Salt-Tolerant Rice

7 Mar

Studies regarding the production of salt-tolerant rice became popular during the aftermath of the tsunami attacks in some Asian countries. This emergence was because of the need to revive the production of rice–as quickly as possible. Salt-tolerant, from the word itself, is the ability to resist the salinity of water. When Indian Ocean tsunamis hit countries like Sri Lanka, India, Malaysia, etc., the International Rice Research Institute (IRRI) initiated in conducting studies in growing such kind of rice to help reconstruct the shattered industries of countries stated. This will be a very good leap of faith in the field of farming. Imagine the amount of water that will be saved from farming if rice will be grown salt-tolerant. Imagine the costs that will be saved if we spend less in the maintaining rice farms.
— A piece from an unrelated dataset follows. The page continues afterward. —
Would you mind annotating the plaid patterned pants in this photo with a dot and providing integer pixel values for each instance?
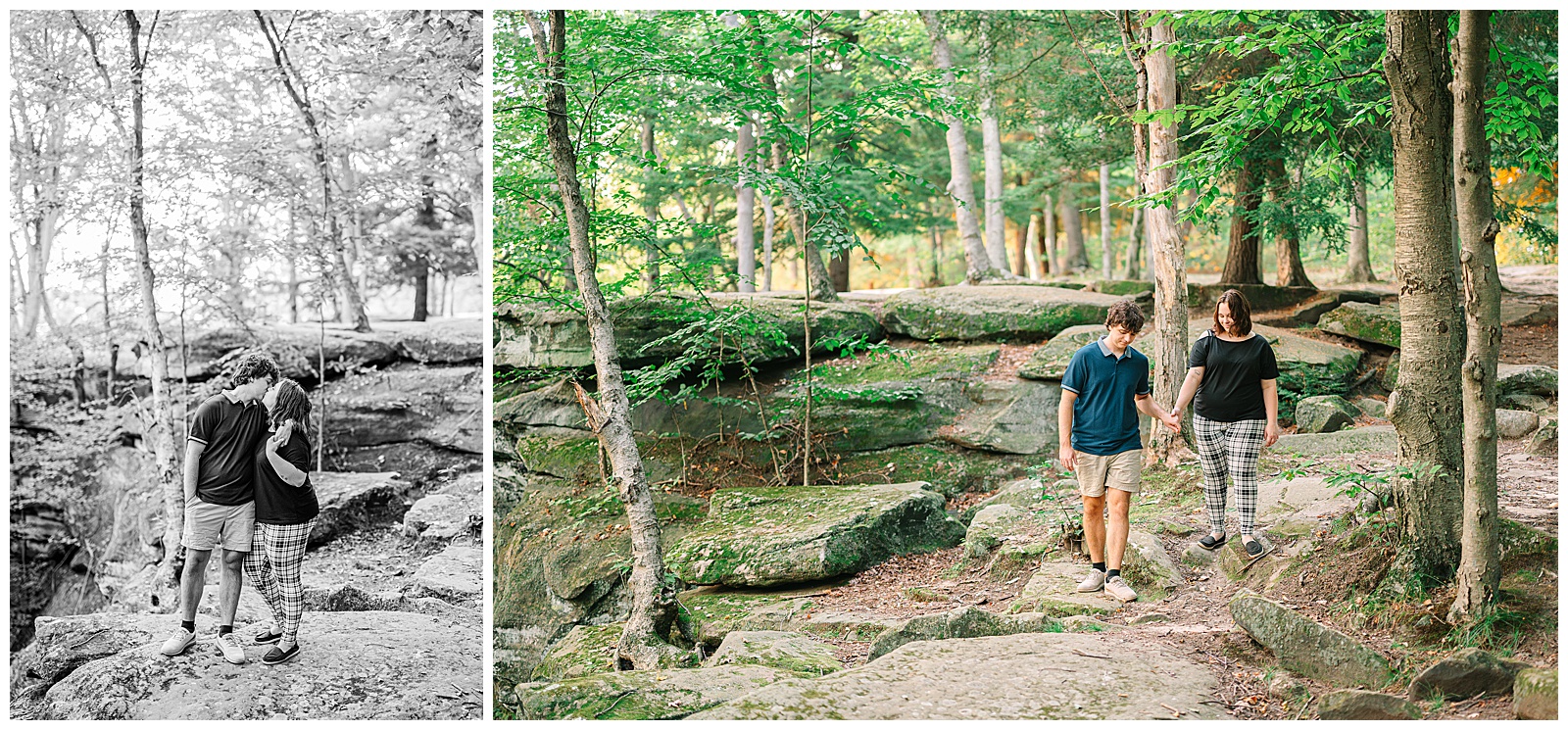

When will this technology be implemented in the Philippines? Just thinking. Since we are suffering from economic problems, I think that the government might as well adapt this innovation. We must not waste the geographical blessing we received, we are a tropical country and we sure have good soil to grow crops like rice. Sadly, we are one of the top rice-importing countries all over the world. When salt-tolerant rice enters our country, our economy will benefit a lot from this. Who knows, from one of the top rice-importing country, we’ll become the number one rice-exporting countries in the future.
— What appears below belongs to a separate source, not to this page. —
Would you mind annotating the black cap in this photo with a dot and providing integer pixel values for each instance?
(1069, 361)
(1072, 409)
“Many of those affected by the tsunami depended on local agriculture not just for food but also for their livelihoods,” said Ren Wang, deputy director-general for research at IRRI. Indeed, innovations like this are very in demand nowadays. The tsunamis may be old in age, and most countries might already recovered from its severe attack, but it would really help us in surviving the tragic effects of Mother Earth’s rage in the past, present, and even in the future.